The inspector general’s 78-page analysis, a copy of which was obtained by The Associated Press, cites “longstanding, systemic weaknesses” related to the agency’s communications. These started before Clinton’s appointment as secretary of state, but her failures were singled out as more serious.
Despite guidelines to the contrary and never seeking approval, Clinton used mobile devices to conduct official business on her personal email account and private server. She never sought approval from senior information officers, who would have refused the request because of security risks, the audit said.
“By Secretary Clinton’s tenure, the department’s guidance was considerably more detailed and more sophisticated,” it concluded. “Secretary Clinton’s cybersecurity practices accordingly must be evaluated in light of these more comprehensive directives.”
The review was prompted by the revelations of Clinton’s email use, which has affected her campaign for the Democratic presidential nomination.

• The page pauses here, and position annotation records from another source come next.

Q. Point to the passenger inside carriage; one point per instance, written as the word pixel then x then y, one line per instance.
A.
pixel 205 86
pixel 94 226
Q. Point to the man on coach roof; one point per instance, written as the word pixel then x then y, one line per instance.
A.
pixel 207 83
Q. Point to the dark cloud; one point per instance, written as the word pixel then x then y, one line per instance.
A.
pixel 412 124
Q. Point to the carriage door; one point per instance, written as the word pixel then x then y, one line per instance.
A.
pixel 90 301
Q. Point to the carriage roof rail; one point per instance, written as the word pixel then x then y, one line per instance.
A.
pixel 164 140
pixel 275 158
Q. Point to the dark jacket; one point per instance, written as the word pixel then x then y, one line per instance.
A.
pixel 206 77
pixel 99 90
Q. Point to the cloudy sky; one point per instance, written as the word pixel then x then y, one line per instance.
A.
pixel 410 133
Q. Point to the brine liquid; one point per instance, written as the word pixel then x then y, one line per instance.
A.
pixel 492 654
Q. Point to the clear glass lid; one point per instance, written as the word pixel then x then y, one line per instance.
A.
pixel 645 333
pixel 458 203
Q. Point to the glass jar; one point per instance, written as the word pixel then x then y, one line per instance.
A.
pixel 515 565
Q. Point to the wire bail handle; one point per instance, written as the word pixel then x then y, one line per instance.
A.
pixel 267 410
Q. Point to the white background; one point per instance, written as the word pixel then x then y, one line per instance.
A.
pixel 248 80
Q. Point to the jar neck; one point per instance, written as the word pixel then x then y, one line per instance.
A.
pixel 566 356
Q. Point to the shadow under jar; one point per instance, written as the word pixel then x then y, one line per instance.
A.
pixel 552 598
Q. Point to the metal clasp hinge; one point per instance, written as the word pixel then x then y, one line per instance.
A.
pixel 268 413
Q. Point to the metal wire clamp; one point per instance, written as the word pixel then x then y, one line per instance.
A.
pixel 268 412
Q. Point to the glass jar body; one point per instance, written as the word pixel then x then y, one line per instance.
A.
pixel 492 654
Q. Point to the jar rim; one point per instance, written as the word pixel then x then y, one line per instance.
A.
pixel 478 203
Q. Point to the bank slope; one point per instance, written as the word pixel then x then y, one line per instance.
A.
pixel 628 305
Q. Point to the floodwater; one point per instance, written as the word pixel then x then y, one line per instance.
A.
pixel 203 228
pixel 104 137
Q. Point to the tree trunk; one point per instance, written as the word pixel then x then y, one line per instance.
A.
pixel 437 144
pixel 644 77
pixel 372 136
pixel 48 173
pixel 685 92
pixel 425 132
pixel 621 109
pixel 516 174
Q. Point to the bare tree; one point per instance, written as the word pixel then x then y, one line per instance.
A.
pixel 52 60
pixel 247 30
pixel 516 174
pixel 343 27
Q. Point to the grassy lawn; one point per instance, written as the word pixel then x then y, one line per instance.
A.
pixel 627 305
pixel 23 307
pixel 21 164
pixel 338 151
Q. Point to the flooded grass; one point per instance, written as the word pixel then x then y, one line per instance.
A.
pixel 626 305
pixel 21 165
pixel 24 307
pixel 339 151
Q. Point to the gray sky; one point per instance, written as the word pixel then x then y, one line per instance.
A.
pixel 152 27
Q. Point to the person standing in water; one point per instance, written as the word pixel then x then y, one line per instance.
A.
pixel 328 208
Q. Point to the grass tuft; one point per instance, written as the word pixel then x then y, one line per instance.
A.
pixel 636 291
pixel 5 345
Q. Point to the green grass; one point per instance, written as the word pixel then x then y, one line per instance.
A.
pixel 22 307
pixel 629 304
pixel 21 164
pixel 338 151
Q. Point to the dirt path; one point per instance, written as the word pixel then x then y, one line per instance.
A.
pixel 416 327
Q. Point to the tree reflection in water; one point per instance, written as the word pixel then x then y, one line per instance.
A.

Nevertheless, the review also encompassed the email and information practices of the last five secretaries.
The report said the department and its secretaries were “slow to recognize and to manage effectively the legal requirements and cybersecurity risks associated with electronic data communications, particularly as those risks pertain to its most senior leadership.”
Clinton has been dogged by questions about her email practices for more than a year, since AP revealed that the clintonemail.com server was in the basement of Clinton’s New York home while she served as the nation’s top diplomat from 2009 to 2013.